Rien ne s'opposait plus au baptême de Clovis; déjà le royal catéchumène subissait, par degrés, la transformation surnaturelle que la grâce opère dans les âmes qu'elle conduit à la vérité et à la vie. Telles les ombres, après une nuit obscure, s'effacent insensiblement, à mesure que l'aurore s'épanouit à l'horizon. Clovis, docile aux enseignements du saint évêque de Reims, sentait son intelligence s'ouvrir aux lumières grandissantes ; il croyait renaître à la vie et sortir du tombeau. Son cœur subissait aussi de semblables transformations. Déjà ses instincts barbares semblent se livrer d'eux-mêmes au joug de la charité chrétienne , et cette délicatesse de sentiments, cette aménité et douceur d'âme qui ne s'éveillent que sous l'action de l'amour de Dieu , surgissaient peu à peu dans son cœur : comme après un long hiver on voit les plantes cachées sous la neige croître et fleurir, au souffle du printemps. Dans ces dispositions, il laissait voir la générosité de sa foi naïve et ardente.

L'histoire semble ici laisser Clotilde dans l'ombre, comme pour respecter sa joie et ne pas interrompre l'effusion de sa reconnaissance pour le Seigneur. Elle affirme cependant qu'elle assistait aux enseignements spirituels que recevait son époux et qu'elle les rendait plus efficaces par l'autorité de ses vertus et la puissance de ses prières. On raconte aussi que Clovis aimait, durant son séjour dans la ville de Reims, à visiter l'église dédiée à saint Martin, le grand thaumaturge des Gaules. Une sorte d'attrait qu'il est du reste facile d'expliquer, l'y conduisait fréquemment. Saint Martin, jadis soldat romain, offrait au roi Franc le type du guerrier chrétien; et saint Martin, évêque, puis, protecteur des Gaules, lui paraissait avoir des droits à sa vénération et offrir des garanties à ses prières. D'ailleurs , la mort récente du grand pontife , les miracles innombrables qu'il avait opérés et ceux qui se produisaient encore sur son tombeau , faisaient de saint Martin le protecteur naturel du roi des Francs.
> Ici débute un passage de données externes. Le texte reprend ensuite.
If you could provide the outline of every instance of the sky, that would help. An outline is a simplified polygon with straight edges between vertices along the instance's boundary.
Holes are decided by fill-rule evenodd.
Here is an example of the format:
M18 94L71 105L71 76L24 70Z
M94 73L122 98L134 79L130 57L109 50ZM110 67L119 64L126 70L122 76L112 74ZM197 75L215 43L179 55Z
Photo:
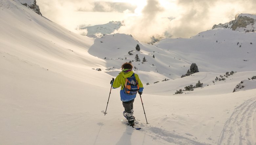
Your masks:
M123 21L115 33L143 42L190 38L238 13L256 14L255 0L37 0L43 16L74 32L79 25Z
SAINTE CLOTILDE,  REINE DES FRANCS ET LES ORIGINES CHRÉTIENNES DE LA FRANCE Saint-Martin
Saint Martin de Tours - le miséricordieux ( 316 a 397 Ap J.C.) - Légionnaire romain venant de Hongrie - Il se convertit a la foi chrétienne et devient évêque dans les Gaules.

Mais voici que le jour solennel où Clovis doit recevoir le baptême est enfin arrivé. Tout est préparé , et la splendeur des autels et l'âme du catéchumène, grâce au zèle et à l'activité de Clotilde et de Remi. Il ne reste plus au pontife , qu'à adresser ses dernières exhortations à son royal disciple. Or, la veille du grand jour il pria longtemps et avec une grande effusion de larmes, devant l'autel et au pied de l'image de Notre-Dame, à l'heure où Clotilde priait aussi dans son oratoire.
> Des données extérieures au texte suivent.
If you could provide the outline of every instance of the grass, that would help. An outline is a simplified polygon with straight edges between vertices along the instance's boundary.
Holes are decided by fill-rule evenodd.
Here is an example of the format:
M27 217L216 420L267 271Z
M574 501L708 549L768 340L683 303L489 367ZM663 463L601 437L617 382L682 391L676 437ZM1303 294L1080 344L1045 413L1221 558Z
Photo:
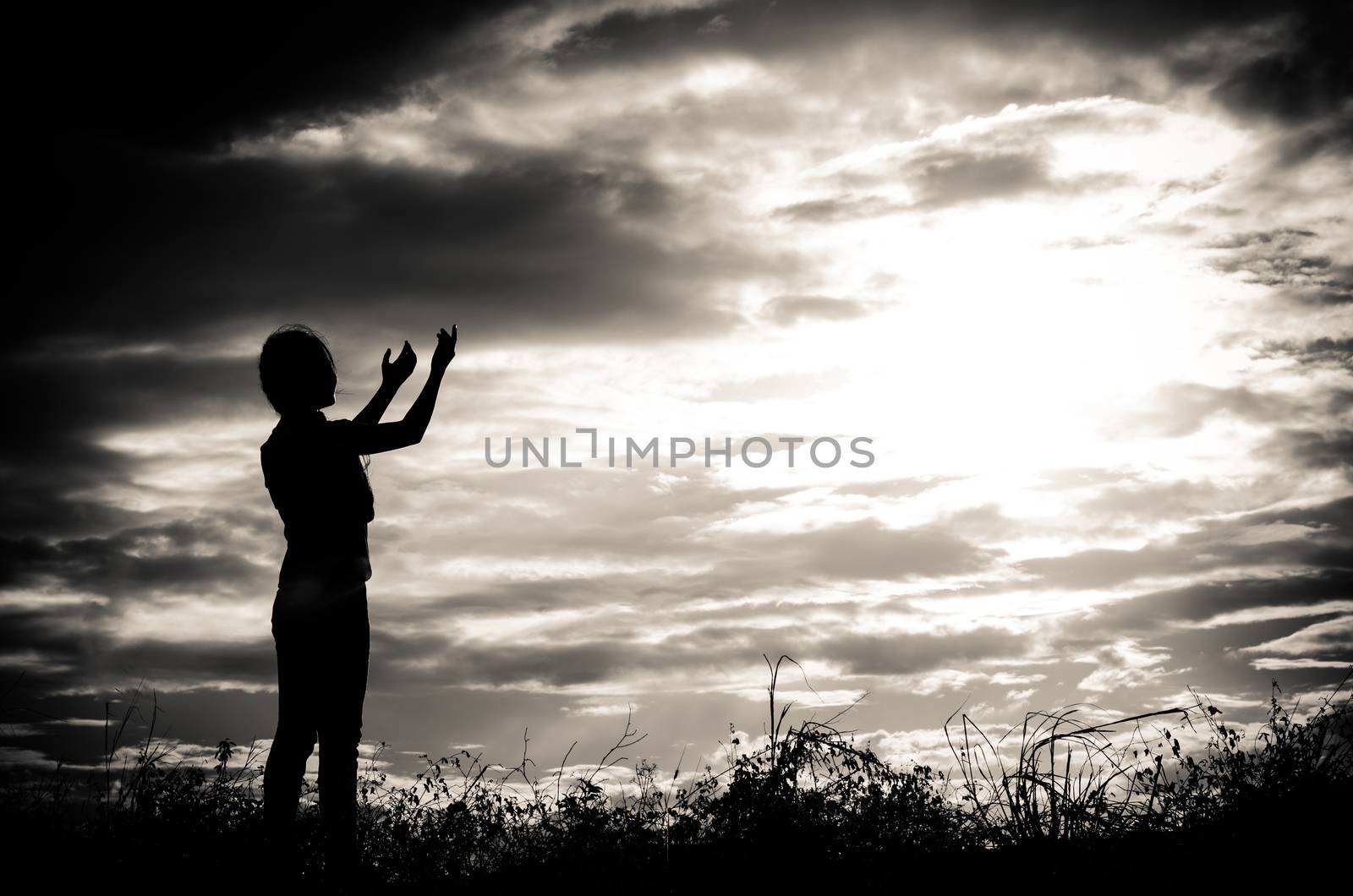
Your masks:
M1335 838L1353 805L1353 731L1348 698L1338 700L1348 675L1303 720L1273 682L1268 720L1252 736L1193 692L1188 705L1122 719L1104 720L1091 705L1031 712L1000 735L955 712L944 725L955 771L946 774L894 767L859 747L838 727L850 708L786 724L790 705L775 702L786 660L794 663L766 658L764 746L743 750L731 738L717 773L705 766L683 778L678 769L664 781L640 759L632 785L607 790L598 776L644 739L629 719L601 761L567 784L568 755L540 780L525 736L511 767L464 750L423 755L428 767L402 788L387 786L372 759L359 781L361 878L349 882L426 889L595 878L678 892L865 873L911 880L940 868L970 884L1108 885L1139 873L1247 868L1239 880L1253 884L1295 882L1307 866L1342 861ZM143 715L139 701L138 688L116 727L110 717L106 762L83 796L60 767L0 793L11 870L22 861L108 884L146 872L164 882L260 874L254 750L241 758L222 740L211 769L168 763L169 747L154 738L157 702L146 739L123 746L130 720ZM314 880L313 804L302 804L300 822Z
Quel besoin et quel pressentiment entraînait ainsi le grand évêque, vers l'autel de Marie, pour prier et pleurer? La Providence, qui avait de grands desseins sur lui, l'avait placé dans ce pays qui devait devenir la France , elle l'avait mis en contact avec Clovis le fondateur de la monarchie française , et lui avait fait ainsi comprendre la mission qu'elle lui confiait. Remi , prévoyant le triomphe qui devait résulter, pour la foi chrétienne , de la conversion du roi Franc , avait bien souvent supplié le Ciel de toucher son coeur. Voyant enfin ses prières et celles de Clotilde exaucées , la reconnaissance l'entraîne au pied de l'autel pour remercier le Seigneur, et s'il choisit celui de Marie , c'est que sa piété n'ignore pas qu'elle n'est point étrangère aux bénédictions qui pleuvent sur cette nation prédestinée , cette nation qui aimera à la regarder comme sa souveraine , et créera dans sa reconnaissance et son amour pour elle, cet adage chevaleresque et chrétien. REGNUM GALLIE, REGNUM MARIAE.
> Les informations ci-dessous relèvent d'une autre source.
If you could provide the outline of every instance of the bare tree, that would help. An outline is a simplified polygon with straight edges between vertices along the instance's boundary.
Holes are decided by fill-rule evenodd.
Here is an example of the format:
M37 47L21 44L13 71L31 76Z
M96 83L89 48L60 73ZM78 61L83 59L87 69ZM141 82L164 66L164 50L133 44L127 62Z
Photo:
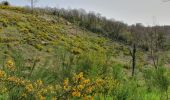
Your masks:
M29 0L30 3L31 3L31 10L32 10L32 13L34 13L34 6L35 6L35 3L38 2L38 0Z
M130 56L132 57L132 76L135 75L135 69L136 69L136 52L137 52L137 46L141 43L141 35L143 32L143 25L142 24L136 24L132 25L130 27L130 33L131 33L131 42L130 42Z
SAINTE CLOTILDE,  REINE DES FRANCS ET LES ORIGINES CHRÉTIENNES DE LA FRANCE Bapteme-Clovis
Le Baptême de Clovis le roi des francs saliens par l`Évêque St-Rémi a Reims le jour de Noel de l`an 496 Ap J.C. Cet événement nous ramène a l`Ancien Testament quand Dieu nomme Saul et ensuite David comme rois d`Israël vers l`an 1000 Av J.C. (1 Samuel 10,1 - Saul est consacré roi par le prophète Samuel - 1 Samuel 16,12 - Dieu donne l`onction royale a David par le prophète Samuel - Dieu donne l`onction royale a Clovis a travers St-Rémi)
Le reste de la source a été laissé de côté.